上記の条件に該当する「従業員が熱中症を発症するおそれのある作業」を行う場合には、①熱中症患者が生じた際の報告体制の整備と周知、および②熱中症の症状悪化を防止するための手順の整備と周知をしなければいけない、というのが今回の義務化の内容です。それぞれ安衛則には具体的に、以下のように定められています。
- 事業者は、暑熱な場所において連続して行われる作業等熱中症を生ずるおそれのある作業を行うときは、あらかじめ、当該作業に従事する者が熱中症の自覚症状を有する場合又は当該作業に従事する者に熱中症が生じた疑いがあることを当該作業に従事する他の者が発見した場合にその旨の報告をさせる体制を整備し、当該作業に従事する者に対し、当該体制を周知させなければならない。
- 事業者は、暑熱な場所において連続して行われる作業等熱中症を生ずるおそれのある作業を行うときは、あらかじめ、作業場ごとに、当該作業からの離脱、身体の冷却、必要に応じて医師の診察又は処置を受けさせることその他熱中症の症状の悪化を防止するために必要な措置の内容及びその実施に関する手順を定め、当該作業に従事する者に対し、当該措置の内容及びその実施に関する手順を周知させなければならない。
(安衛則第六百十二条)
厚生労働省の統計によると、職場における熱中症による死傷者数は、10年前は400人ほどだったのに対し、今では1,000人超という数字となり、死亡者数も3年連続で30人を超えています。その死亡事故のほとんどは発見の遅れ(すでに重篤化した状態で発見)や異常時の対応の不備(医療機関に搬送しない等)が原因と分析されており、今回の改正による対策の強化で、このような災害を未然に防いでいくことが求められています。
厚生労働省から今回の義務化の内容である、①報告および②対処のフローが示された、参考資料が出されておりますので、このようなフォーマットを参考にしつつ、それぞれの現場に適した体制を整えていきましょう。
ご参考3.まとめ
実効性のある熱中症対策を取るためには、事業主側だけではなく、従業員側にも、その重要性をしっかり理解してもらった上で、実際に行動に移してもらうことが必要です。
厚生労働省のホームページでは、『働く人の今すぐ使える熱中症ガイド』という資料に、熱中症対策の重要性や、熱中症の症例、各種対応が大変分かりやすくまとめられています。多言語展開もされていますので、従業員に配布する等して活用することをお勧めします。(https://www.mhlw.go.jp/stf/seisakunitsuite/bunya/0000116133_00001.html)

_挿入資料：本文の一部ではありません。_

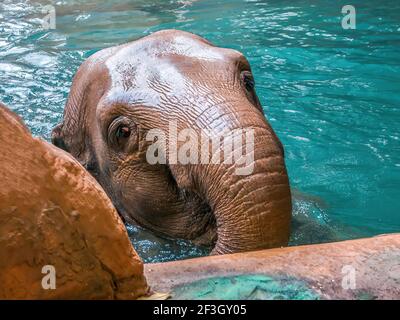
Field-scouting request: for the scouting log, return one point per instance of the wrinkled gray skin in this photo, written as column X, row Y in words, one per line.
column 175, row 75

今回の改正で、熱中症対策を怠った場合には、6か月以下の拘禁刑または50万円以下の罰金が科される可能性が出てきました。ただ、罰則云々以前に、熱中症で大切な従業員を失ってしまうことが、事業にとって、そして一緒に働く従業員にとって、何よりも大きな痛手であるはずです。 例え一命を取り留めたとしても、熱中症が重症化した場合には腎機能や肝機能に障害が残ることもあり、以前のように働けなくなってしまう可能性があります。もしかしたら、なんとか仕事を完遂しようとして働く、真面目な従業員ほど無理をしてしまうかもしれません。そのような事態が起きないよう、本人はもちろん周囲の人間がいち早く気付き、対処することで、熱中症事故を防ごうというのが今回の改正の主旨ではないかと思いますので、積極的な取り組みをお勧めします。